According to Andrew Dabalen, World Bank Chief Economist for Africa, “Per capita GDP growth of 1 percent is associated with a reduction in the extreme poverty rate of only about 1 percent in the region, compared to 2.5 percent on average in the rest of the world.

“In a context of constrained government budgets, faster poverty reduction will not be achieved through fiscal policy alone. It needs to be supported by policies that expand the productive capacity of the private sector to create more and better jobs for all segments of society.”

It highlights that external resources to meet the gross financing needs of African governments are shrinking and those available are costlier than they were prior to the pandemic.

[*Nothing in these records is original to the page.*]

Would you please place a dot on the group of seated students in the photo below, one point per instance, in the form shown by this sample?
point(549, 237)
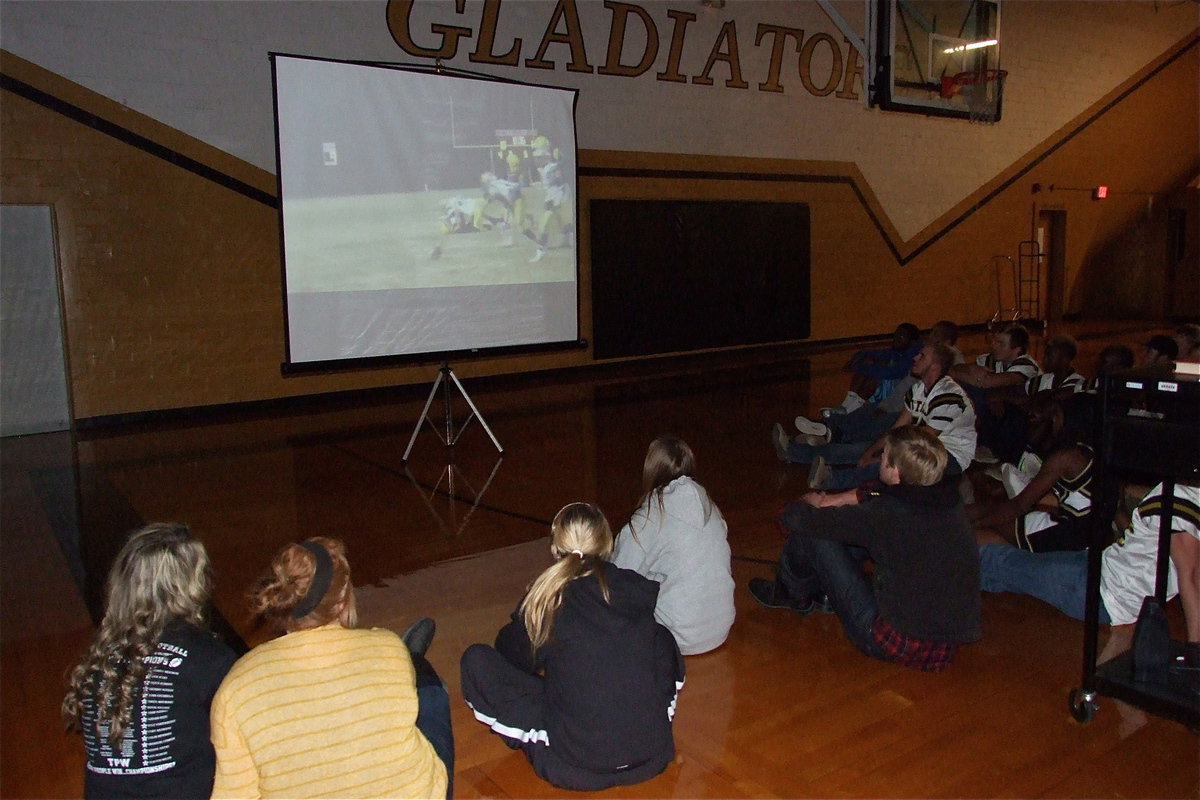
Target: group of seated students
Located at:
point(585, 677)
point(1030, 540)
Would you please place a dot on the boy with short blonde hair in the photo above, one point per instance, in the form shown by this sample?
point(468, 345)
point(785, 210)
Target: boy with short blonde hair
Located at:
point(923, 600)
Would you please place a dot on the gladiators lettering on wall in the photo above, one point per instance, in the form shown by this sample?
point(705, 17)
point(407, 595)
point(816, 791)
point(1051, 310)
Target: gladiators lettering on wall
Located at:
point(845, 70)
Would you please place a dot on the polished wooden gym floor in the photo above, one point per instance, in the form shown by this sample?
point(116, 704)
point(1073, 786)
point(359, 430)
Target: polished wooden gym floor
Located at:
point(785, 709)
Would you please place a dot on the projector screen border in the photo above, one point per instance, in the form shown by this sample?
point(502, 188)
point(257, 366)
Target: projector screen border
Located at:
point(330, 366)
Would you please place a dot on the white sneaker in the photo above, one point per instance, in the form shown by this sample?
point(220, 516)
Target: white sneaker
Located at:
point(808, 427)
point(852, 402)
point(819, 473)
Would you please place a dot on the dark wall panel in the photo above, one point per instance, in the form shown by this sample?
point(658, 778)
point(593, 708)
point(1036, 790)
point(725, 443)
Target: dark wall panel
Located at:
point(672, 276)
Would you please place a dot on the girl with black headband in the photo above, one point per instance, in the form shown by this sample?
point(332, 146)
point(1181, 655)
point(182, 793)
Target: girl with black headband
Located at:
point(582, 678)
point(329, 710)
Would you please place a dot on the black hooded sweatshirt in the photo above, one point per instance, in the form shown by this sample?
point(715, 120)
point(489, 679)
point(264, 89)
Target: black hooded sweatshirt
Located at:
point(611, 677)
point(927, 561)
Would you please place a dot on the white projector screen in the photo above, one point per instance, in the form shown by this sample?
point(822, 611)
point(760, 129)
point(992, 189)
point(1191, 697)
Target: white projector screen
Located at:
point(424, 214)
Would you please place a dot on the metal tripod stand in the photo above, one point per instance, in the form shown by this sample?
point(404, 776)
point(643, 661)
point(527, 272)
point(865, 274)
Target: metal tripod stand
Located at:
point(445, 377)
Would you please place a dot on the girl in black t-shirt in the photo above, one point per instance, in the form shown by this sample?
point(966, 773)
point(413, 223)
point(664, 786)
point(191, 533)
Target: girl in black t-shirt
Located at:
point(142, 693)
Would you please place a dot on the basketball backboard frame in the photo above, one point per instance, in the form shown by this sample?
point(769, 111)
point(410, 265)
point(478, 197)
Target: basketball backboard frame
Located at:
point(915, 43)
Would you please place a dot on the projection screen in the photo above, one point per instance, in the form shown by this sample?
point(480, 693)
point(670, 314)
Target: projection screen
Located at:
point(424, 214)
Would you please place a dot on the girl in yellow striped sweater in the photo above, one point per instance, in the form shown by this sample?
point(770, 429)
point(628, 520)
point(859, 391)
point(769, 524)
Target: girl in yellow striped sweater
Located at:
point(328, 710)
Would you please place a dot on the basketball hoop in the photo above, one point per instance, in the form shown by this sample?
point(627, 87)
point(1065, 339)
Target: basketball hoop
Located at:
point(981, 89)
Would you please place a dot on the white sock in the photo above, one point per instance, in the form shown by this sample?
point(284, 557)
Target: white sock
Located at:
point(852, 402)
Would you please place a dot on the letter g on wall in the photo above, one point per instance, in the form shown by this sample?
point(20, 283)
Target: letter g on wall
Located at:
point(399, 12)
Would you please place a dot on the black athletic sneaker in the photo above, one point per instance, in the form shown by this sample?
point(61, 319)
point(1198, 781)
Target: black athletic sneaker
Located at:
point(821, 603)
point(419, 636)
point(772, 595)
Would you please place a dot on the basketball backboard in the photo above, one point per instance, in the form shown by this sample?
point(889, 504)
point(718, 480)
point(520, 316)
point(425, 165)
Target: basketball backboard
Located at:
point(922, 48)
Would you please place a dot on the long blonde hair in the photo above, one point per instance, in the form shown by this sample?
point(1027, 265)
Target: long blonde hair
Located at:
point(666, 459)
point(161, 576)
point(581, 540)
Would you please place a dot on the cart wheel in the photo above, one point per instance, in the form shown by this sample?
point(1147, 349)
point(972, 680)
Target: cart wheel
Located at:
point(1083, 705)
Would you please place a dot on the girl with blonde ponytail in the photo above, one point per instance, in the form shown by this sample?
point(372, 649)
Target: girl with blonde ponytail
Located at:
point(582, 678)
point(142, 693)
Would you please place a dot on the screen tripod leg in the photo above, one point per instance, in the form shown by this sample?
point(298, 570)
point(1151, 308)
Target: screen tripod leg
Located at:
point(425, 415)
point(474, 410)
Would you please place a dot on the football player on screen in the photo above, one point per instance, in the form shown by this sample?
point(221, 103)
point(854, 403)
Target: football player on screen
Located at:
point(558, 210)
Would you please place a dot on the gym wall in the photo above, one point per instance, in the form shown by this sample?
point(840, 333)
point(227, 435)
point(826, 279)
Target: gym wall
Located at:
point(148, 128)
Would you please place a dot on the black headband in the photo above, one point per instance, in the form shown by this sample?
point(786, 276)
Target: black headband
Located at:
point(321, 581)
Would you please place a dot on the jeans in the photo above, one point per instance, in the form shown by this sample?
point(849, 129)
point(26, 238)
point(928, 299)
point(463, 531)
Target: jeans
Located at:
point(851, 435)
point(1059, 578)
point(811, 566)
point(852, 477)
point(433, 715)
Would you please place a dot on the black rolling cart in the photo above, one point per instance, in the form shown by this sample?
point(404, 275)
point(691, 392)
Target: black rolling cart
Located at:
point(1149, 426)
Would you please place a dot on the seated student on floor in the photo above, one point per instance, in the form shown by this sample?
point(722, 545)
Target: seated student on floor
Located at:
point(934, 401)
point(1187, 342)
point(1128, 566)
point(840, 438)
point(582, 678)
point(1159, 349)
point(994, 383)
point(1115, 358)
point(923, 599)
point(142, 693)
point(1049, 492)
point(328, 709)
point(678, 537)
point(1059, 376)
point(874, 372)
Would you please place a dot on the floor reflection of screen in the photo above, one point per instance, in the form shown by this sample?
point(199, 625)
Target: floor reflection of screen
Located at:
point(423, 212)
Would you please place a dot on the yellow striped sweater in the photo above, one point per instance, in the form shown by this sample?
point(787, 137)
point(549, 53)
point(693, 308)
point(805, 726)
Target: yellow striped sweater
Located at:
point(327, 713)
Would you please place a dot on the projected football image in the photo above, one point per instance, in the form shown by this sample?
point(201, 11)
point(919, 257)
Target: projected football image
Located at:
point(423, 212)
point(499, 232)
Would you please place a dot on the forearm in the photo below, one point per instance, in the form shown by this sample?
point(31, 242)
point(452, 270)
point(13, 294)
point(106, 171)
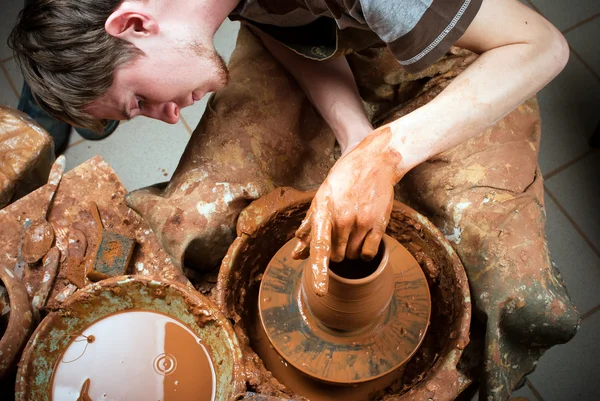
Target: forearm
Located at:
point(331, 88)
point(494, 85)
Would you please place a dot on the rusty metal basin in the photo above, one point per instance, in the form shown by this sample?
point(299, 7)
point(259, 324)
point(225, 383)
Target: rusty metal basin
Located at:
point(127, 294)
point(268, 223)
point(20, 321)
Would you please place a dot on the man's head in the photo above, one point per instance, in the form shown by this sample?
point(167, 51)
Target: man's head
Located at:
point(92, 60)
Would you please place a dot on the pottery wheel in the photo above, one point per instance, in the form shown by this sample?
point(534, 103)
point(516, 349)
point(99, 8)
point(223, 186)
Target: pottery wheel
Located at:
point(343, 357)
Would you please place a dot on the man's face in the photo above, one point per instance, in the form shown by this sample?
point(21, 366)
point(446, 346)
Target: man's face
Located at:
point(170, 75)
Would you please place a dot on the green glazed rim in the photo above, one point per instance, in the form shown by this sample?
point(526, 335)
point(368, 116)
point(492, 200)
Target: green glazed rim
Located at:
point(93, 303)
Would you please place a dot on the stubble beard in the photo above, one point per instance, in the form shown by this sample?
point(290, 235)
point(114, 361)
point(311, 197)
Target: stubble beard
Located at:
point(215, 61)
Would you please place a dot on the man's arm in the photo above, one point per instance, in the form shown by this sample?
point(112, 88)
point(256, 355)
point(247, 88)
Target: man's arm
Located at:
point(520, 53)
point(331, 88)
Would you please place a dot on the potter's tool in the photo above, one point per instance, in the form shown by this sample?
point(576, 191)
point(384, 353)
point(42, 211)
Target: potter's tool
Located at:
point(112, 254)
point(369, 324)
point(76, 248)
point(39, 235)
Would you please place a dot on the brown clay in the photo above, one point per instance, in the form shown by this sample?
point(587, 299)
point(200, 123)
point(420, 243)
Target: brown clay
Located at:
point(19, 324)
point(95, 181)
point(363, 329)
point(266, 225)
point(26, 154)
point(37, 241)
point(50, 268)
point(357, 295)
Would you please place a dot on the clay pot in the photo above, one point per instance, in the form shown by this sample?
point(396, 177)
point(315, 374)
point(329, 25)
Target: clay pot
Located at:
point(268, 223)
point(352, 302)
point(19, 324)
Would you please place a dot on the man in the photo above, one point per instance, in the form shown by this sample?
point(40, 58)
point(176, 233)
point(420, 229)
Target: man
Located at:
point(480, 186)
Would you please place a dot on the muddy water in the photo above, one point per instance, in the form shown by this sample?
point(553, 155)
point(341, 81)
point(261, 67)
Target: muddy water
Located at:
point(135, 355)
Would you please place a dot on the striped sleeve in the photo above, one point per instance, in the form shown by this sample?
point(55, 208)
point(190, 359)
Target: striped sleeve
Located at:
point(419, 32)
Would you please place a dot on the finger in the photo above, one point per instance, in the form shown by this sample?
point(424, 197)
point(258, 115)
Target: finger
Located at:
point(371, 245)
point(341, 236)
point(320, 249)
point(301, 251)
point(357, 238)
point(304, 230)
point(373, 239)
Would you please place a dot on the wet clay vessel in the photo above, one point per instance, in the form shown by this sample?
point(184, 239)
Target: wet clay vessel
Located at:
point(132, 336)
point(371, 321)
point(431, 374)
point(20, 318)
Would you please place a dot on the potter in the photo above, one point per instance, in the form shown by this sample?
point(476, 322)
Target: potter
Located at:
point(413, 117)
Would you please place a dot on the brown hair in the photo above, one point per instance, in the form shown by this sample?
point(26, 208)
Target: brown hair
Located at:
point(67, 57)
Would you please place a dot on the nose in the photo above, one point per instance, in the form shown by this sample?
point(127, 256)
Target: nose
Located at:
point(167, 112)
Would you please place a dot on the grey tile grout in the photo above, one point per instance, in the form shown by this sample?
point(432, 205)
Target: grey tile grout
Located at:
point(534, 390)
point(580, 23)
point(572, 221)
point(585, 64)
point(76, 143)
point(534, 7)
point(568, 164)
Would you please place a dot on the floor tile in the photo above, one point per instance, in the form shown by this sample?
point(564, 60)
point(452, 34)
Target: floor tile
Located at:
point(564, 14)
point(224, 40)
point(569, 106)
point(14, 72)
point(584, 41)
point(8, 17)
point(524, 392)
point(141, 151)
point(578, 264)
point(578, 191)
point(570, 372)
point(7, 95)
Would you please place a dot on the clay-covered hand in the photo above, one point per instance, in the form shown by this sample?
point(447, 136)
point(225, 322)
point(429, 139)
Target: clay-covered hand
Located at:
point(351, 210)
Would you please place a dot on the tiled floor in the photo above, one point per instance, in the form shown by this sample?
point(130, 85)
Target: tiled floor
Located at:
point(144, 152)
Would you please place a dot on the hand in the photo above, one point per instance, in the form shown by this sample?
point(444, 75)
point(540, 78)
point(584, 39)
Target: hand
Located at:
point(351, 210)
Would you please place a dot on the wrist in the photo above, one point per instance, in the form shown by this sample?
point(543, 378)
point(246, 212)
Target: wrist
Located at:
point(417, 136)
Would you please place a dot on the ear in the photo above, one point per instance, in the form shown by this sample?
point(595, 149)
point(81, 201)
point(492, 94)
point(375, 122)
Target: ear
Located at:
point(130, 25)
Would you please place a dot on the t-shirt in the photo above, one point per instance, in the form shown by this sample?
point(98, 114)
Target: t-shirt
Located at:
point(418, 32)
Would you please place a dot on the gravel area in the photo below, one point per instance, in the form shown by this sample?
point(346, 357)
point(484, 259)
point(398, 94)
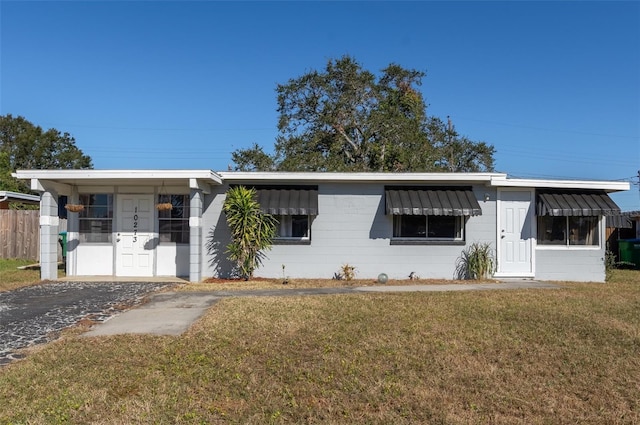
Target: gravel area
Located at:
point(36, 314)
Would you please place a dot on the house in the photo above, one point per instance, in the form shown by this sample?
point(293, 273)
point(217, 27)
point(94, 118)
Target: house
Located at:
point(393, 223)
point(7, 197)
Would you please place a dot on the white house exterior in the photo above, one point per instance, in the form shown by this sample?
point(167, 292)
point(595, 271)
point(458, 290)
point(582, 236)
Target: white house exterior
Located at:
point(393, 223)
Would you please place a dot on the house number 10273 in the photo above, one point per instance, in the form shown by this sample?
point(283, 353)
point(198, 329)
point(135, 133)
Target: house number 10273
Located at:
point(135, 224)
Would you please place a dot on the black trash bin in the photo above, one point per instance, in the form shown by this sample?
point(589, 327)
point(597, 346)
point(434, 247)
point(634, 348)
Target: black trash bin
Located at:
point(629, 252)
point(63, 244)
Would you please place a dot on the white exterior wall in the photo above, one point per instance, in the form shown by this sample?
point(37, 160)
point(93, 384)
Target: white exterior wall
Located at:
point(352, 228)
point(172, 259)
point(94, 260)
point(584, 265)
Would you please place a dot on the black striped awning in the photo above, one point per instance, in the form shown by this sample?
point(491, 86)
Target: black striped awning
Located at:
point(575, 203)
point(288, 201)
point(455, 201)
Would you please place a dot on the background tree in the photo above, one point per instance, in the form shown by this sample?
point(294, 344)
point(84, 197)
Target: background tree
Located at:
point(252, 232)
point(346, 119)
point(24, 145)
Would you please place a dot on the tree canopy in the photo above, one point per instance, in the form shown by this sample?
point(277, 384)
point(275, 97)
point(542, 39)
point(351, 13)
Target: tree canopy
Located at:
point(344, 118)
point(24, 145)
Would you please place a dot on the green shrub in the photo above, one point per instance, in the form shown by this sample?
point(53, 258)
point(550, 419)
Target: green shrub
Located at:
point(477, 261)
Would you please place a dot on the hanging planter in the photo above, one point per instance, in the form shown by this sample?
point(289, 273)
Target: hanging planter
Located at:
point(74, 207)
point(164, 206)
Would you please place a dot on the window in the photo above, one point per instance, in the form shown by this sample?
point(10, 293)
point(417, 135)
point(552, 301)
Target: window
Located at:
point(174, 223)
point(96, 219)
point(292, 227)
point(429, 227)
point(568, 231)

Overall, the report underscores that despite the projected boost in growth, the pace of economic expansion in the region remains below the growth rate of the previous decade (2000-2014) and is insufficient to have a significant effect on poverty reduction.

“Inequality in Africa is largely due to the circumstances in which a child is born and accentuated later in life by obstacles to participating productively in markets and regressive fiscal policies.

“Identifying and better addressing these structural constraints across the economy offers a road map for a more prosperous future,” said Gabriela Inchauste, co-author of a forthcoming World Bank report on tackling inequality in Sub-Saharan Africa.

The report calls for several policy actions to foster stronger and more equitable growth. These include restoring macroeconomic stability, promoting intergenerational mobility, supporting market access, and ensuring that fiscal policies do not overburden the poor.